8 listopada 2016

room: A1-33, godz. 10:30–12:00

Andreas Defant (Carl von Ossietzky Universität, Niemcy)
\(\mathcal{H}_p\)-Theory of Dirichlet series: A Few Aspects

Summary. For a finite Dirichlet polynomial \(D(s) = \sum_{n\leq x}a_nn^{-s}\) and \(1\leq p<\infty\) the \(\mathcal{H}_p\)-norm is given by \[ \|D\|_{\mathcal{H}_p}=\lim_{T\to\infty} \bigg(\frac{1}{2T} \int_{-T}^T \bigg| \sum_{n\leq x}a_n n^{-it} \bigg|^pdt\bigg). \] This definition goes back to the early work of A.S. Besicovitch on almost periodic functions, and it in recent years motivated a sort of \(H_p\)-theory of Dirichlet series \(D = \sum_{n} a_n n^{-s}\).

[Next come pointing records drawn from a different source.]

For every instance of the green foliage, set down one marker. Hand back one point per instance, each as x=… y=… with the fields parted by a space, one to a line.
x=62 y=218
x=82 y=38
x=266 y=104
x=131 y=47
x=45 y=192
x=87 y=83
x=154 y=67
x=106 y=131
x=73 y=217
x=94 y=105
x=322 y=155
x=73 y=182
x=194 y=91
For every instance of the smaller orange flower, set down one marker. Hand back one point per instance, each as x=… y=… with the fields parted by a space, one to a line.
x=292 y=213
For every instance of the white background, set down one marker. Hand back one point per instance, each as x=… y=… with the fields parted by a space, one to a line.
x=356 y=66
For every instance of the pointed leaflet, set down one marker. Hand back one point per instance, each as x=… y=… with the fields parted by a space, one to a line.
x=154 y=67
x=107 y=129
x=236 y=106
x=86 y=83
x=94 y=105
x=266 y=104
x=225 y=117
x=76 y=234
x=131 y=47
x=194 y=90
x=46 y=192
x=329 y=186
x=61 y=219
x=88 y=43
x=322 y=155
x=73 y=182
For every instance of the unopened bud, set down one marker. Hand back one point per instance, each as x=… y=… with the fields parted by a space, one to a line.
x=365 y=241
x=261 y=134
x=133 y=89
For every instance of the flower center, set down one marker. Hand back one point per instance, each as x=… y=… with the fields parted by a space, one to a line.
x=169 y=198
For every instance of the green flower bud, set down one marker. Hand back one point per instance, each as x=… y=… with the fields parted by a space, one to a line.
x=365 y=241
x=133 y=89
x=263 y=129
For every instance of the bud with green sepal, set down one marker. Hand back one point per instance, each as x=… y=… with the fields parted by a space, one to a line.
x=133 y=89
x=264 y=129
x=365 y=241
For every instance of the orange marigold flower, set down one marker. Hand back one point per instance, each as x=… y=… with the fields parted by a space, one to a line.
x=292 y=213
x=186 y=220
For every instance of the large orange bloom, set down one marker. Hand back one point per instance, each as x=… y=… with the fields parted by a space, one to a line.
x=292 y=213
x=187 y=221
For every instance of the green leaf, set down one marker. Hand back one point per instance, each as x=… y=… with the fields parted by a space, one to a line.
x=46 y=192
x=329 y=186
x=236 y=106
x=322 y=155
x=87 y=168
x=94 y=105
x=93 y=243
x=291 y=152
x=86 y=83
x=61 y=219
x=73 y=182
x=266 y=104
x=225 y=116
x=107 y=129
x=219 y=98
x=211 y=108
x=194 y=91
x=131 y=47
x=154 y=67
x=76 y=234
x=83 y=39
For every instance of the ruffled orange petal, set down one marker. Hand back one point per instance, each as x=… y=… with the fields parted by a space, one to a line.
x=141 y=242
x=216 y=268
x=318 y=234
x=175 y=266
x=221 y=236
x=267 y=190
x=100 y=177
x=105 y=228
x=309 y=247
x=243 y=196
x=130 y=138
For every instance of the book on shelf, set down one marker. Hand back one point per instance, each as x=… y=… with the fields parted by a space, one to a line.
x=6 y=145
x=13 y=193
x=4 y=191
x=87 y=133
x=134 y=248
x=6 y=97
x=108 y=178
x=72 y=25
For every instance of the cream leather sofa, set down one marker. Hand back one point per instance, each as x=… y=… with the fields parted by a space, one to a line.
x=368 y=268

The aim of this talk is to recall some of the basic definitions, understanding that this theory can be equivalently seen as the study of Hardy spaces \(H_p (\mathbb{T}^\infty)\) of functions on the infinite dimensional torus \(\mathbb{T}^\infty\). We will focus on the following formula which for \(1 \leq p < q < \infty\) compares the Hardy norms \(\|D\|_{\mathcal{H}_p}\) and \(\|D\|_{\mathcal{H}_q}\) of finite Dirichlet polynomials \(D\) of length \(x\): \[ \sup_{D=\sum_{n\leq x} a_n n^{-s}} \frac{\|D\|_{\mathcal{H}_q}}{\|D\|_{\mathcal{H}_p}} = \text{exp} \bigg( \frac{\log x}{\log \log x} \bigg( \log \sqrt{\frac{q}{p}}+O\bigg( \frac{\log \log \log x}{\log \log x} \bigg) \bigg) \biggr), \] and we try to illustrate how this equality is linked with various interesting topics in the field. Joint work with Antonio Pérez, Murcia.

Tea and coffee at 10:00.